Over a span of just three years, Tenha's organic vegetable output has rocketed into the country's top 10.

Tenha has steadily established a firm place in Taiwan's organic market, topping NT$20 million in sales in 2007. "This year we could end up balancing out profits and losses, even growing by several fold," stresses Lee Wei-yu.

Early each morning Mr. Chiu, work log in hand, precisely calculates work hours and performance, producing a production record, which is then processed by Lee Wei-yu via computer, who cross-references harvest dates and production volume.

"Tenha has achieved zero inventory," notes Lee Wei-yu, currently a graduate student at National Chiayi University's Institute of Agriculture. Despite having 16 hectares of land available, the farm uses just a 26.5 square-meter refrigerated space. Harvesting one ton of produce per day, the farm gets it all cleaned, sorted, and packaged within five hours for delivery the same night to organic sales outlets around the island.

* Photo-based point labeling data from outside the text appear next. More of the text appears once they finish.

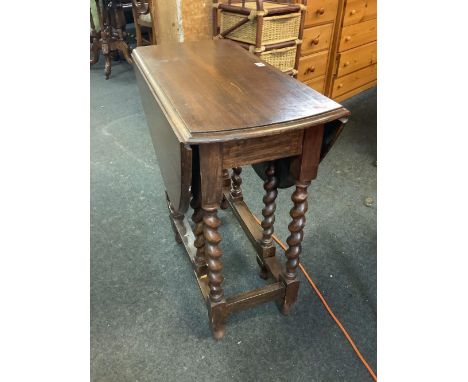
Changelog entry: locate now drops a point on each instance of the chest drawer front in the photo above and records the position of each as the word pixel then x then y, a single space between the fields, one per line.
pixel 357 11
pixel 358 34
pixel 320 11
pixel 316 39
pixel 312 66
pixel 357 58
pixel 317 84
pixel 354 80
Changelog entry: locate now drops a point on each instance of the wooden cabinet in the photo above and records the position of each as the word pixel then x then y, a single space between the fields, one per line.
pixel 339 48
pixel 312 66
pixel 354 50
pixel 356 11
pixel 321 11
pixel 316 39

Thanks to its comprehensive production planning and extensive daily work logs, when executive director for marketing Tom Chen opens his computer spreadsheets to review the latest yield figures for over 60 kinds of vegetables including lettuce, tomatoes, and cabbage, he finds a day-to-day variation between harvests of less than 10 kilos. "We report precisely to downstream clients on shipping volume, regulating supply and demand," he offers.

Chickens, the Bane of Pests

Although organic farming methods require considerable time and energy expenditure, Tenha never uses pesticides or chemical fertilizers. White insect traps can be seen placed in the fields, luring them with bug pheromones. They also keep 400 free-range chickens, which help eat pests.

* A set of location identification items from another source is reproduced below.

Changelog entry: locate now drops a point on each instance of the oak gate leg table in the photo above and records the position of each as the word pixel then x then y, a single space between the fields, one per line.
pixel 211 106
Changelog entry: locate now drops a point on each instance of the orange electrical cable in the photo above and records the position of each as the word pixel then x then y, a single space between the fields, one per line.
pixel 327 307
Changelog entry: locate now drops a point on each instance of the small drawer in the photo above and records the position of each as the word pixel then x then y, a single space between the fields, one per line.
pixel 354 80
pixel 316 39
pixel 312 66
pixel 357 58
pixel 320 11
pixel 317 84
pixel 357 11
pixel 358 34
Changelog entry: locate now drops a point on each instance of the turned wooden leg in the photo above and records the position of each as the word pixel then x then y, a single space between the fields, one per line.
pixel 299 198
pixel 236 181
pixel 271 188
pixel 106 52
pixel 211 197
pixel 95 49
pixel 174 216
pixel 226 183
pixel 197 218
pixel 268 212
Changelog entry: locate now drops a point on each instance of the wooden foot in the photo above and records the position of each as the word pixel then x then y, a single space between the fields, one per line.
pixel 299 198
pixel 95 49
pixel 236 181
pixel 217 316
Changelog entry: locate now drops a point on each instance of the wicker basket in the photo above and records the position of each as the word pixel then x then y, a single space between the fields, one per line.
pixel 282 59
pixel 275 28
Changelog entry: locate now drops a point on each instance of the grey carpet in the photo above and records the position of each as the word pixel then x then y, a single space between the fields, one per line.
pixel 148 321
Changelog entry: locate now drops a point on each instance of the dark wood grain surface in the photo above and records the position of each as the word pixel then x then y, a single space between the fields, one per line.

They back all this with strict quality safeguards, such as Taiwan's first pure organic certification from the USDA and a QCS quality certification.

"Production yield via organic farming methods gives nothing away to conventional agriculture," says a confident Lee Wei-yu. "Each greenhouse has climbed from an average yield of 200 kilos to 400, and our ultimate goal is 2000 kilos," he adds.

These four middle-aged men have devoted the prime of their lives chasing after a dream of non-toxic organic farming, turning this stubborn 80 year-old barren sugarcane field into Taiwan's most impressive organic farm. Their success has attracted notice from major Taiwanese corporations like Formosa Plastics, Chimei, Uni-President Enterprises, and Taiwan Sugar, each of which has sent personnel to learn from their experiences.

Hard work inevitably pays off, as echoed by the inscription in the farm's office: "Experience Cultivates Fortitude." This team of ambitious modern high-tech farmers has been forged out of this crucible, prepared to take on any challenges as they emerge.